Turmero is a city in the state of Aragua in northern Venezuela. It is the capital of Santiago Mariño Municipality.

The city was officially established on 27 November 1620 with the founding of a church, Iglesia Nuestra Señora de Candelaria, in an existing village.

Turmero had a station on the Great Venezuela Railway between Caracas and Valencia. This line opened in the 1890s and closed in the 1960s.
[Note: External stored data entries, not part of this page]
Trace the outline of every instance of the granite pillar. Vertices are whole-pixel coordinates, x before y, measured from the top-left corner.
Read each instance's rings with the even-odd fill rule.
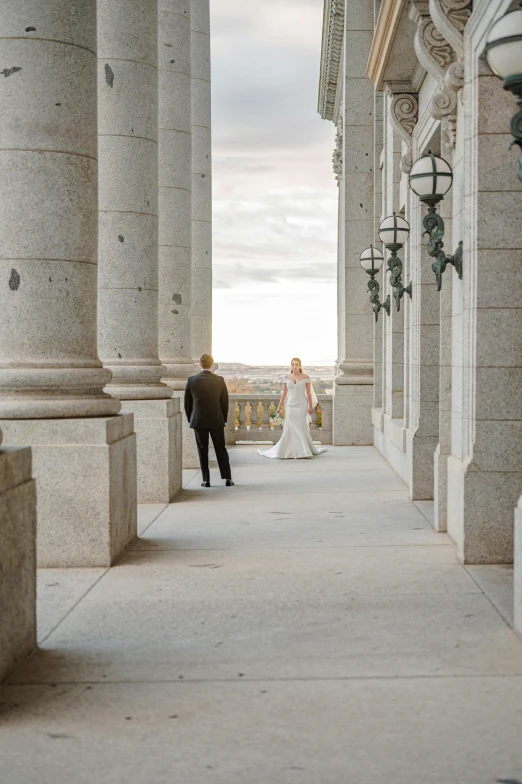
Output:
[[[375,91],[374,100],[373,100],[373,111],[374,111],[373,217],[374,217],[375,241],[377,241],[377,237],[379,236],[378,231],[379,231],[379,224],[381,222],[381,217],[382,217],[382,200],[383,200],[383,188],[382,188],[383,178],[382,178],[381,168],[379,166],[379,160],[384,145],[383,103],[384,103],[383,94],[381,92]],[[379,248],[381,248],[380,245]],[[386,298],[384,292],[386,290],[386,283],[387,283],[385,265],[383,265],[383,268],[384,268],[383,271],[377,276],[379,285],[381,287],[381,297],[380,297],[381,301]],[[374,328],[373,328],[374,329],[373,406],[375,409],[382,409],[383,401],[384,401],[385,370],[383,367],[383,358],[384,358],[383,343],[384,343],[385,328],[386,328],[386,312],[384,310],[381,310],[379,314],[379,319],[377,323],[374,324]],[[382,412],[380,413],[382,418]]]
[[[344,356],[335,378],[333,442],[373,443],[373,312],[359,255],[373,241],[373,85],[366,64],[373,37],[373,2],[354,0],[345,14],[343,85]]]
[[[522,496],[515,509],[513,626],[522,636]]]
[[[179,408],[158,359],[157,36],[157,0],[98,0],[98,345],[106,392],[134,414],[139,503],[181,489]]]
[[[77,537],[91,529],[93,506],[103,509],[102,524],[89,548],[117,542],[105,563],[136,532],[132,417],[114,417],[121,404],[104,392],[111,374],[97,354],[95,0],[8,0],[0,49],[10,64],[0,113],[9,190],[0,207],[0,421],[7,444],[39,444],[34,474],[40,484],[45,466],[46,490],[38,494],[38,537],[55,544],[46,564],[58,565],[66,545],[71,565],[78,557],[94,566]],[[105,485],[90,448],[100,422],[111,457],[122,457]],[[82,507],[64,486],[67,462],[82,478]]]
[[[192,356],[212,351],[212,139],[209,0],[191,2]]]
[[[453,150],[444,145],[442,157],[455,165]],[[446,234],[452,236],[453,189],[439,205],[444,220]],[[453,246],[453,243],[452,243]],[[439,338],[439,443],[434,456],[434,521],[436,531],[445,532],[448,528],[448,458],[451,454],[451,366],[452,366],[452,300],[453,271],[444,274],[440,302]]]
[[[386,91],[384,97],[385,107],[385,133],[386,133],[386,157],[383,166],[386,167],[386,189],[384,193],[384,215],[393,215],[394,212],[399,213],[399,189],[401,182],[401,140],[398,134],[394,131],[390,119],[390,104],[393,101],[393,94],[390,90]],[[399,256],[404,263],[406,248],[399,251]],[[390,252],[385,251],[385,259],[387,266]],[[382,319],[384,322],[385,339],[386,339],[386,374],[385,374],[385,395],[386,395],[386,415],[390,419],[404,420],[404,311],[407,306],[406,298],[404,295],[401,301],[401,309],[397,311],[396,303],[393,297],[393,289],[389,285],[390,275],[384,273],[388,286],[388,293],[390,295],[390,315],[381,311]],[[405,273],[404,273],[405,275]],[[404,285],[407,285],[403,277]],[[385,299],[383,293],[381,300]]]
[[[411,194],[411,415],[407,438],[410,496],[414,501],[433,499],[434,454],[439,442],[440,300],[422,235],[424,209]]]
[[[0,575],[1,682],[36,646],[36,489],[27,447],[0,447]]]
[[[183,404],[192,360],[192,80],[190,0],[158,2],[159,356]],[[197,467],[183,417],[183,466]]]
[[[465,563],[509,564],[519,547],[513,509],[522,487],[522,231],[515,217],[522,183],[506,154],[513,98],[481,58],[473,62],[462,140],[457,133],[462,171],[455,167],[453,185],[453,240],[464,240],[462,281],[453,273],[463,347],[453,355],[460,412],[452,412],[448,532]],[[455,328],[455,304],[453,314]]]

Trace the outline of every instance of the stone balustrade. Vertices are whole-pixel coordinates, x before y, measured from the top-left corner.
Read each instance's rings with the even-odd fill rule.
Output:
[[[332,443],[333,398],[318,395],[319,403],[312,415],[312,439],[321,444]],[[279,441],[283,425],[272,425],[270,416],[275,414],[278,395],[229,395],[228,422],[225,429],[227,444],[243,441]],[[284,412],[283,412],[284,413]]]

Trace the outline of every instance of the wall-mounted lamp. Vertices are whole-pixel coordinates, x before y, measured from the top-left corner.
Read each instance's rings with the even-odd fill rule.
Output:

There is an important road junction at La Encrucijada de Turmero.

==Landmarks==
- Universidad Bicentenaria de Aragua (established in 1986)

==Notable people==
- Bobby Abreu (born 1974), professional baseball player
- Francisco José Cróquer (1920–1955), sportscaster and racing driver
- William Cuevas (born 1990), professional baseball player
- Francisco Linares Alcántara (1825–1878), President of Venezuela
- Yohan Pino (born 1983), professional baseball player
- Abraham Torres (born 1968), Olympic boxer
- José Luis Valbuena (born 1971), Pan American Games boxer
- Stephanie de Zorzi (born 1993), Model and Miss Earth Venezuela 2016

== See also ==
- List of cities and towns in Venezuela

==Sources==
- Turmero – Historia, geografía, personajes y cultura (Spanish)
- Turmero – Historia, huellas y testimonio (Spanish)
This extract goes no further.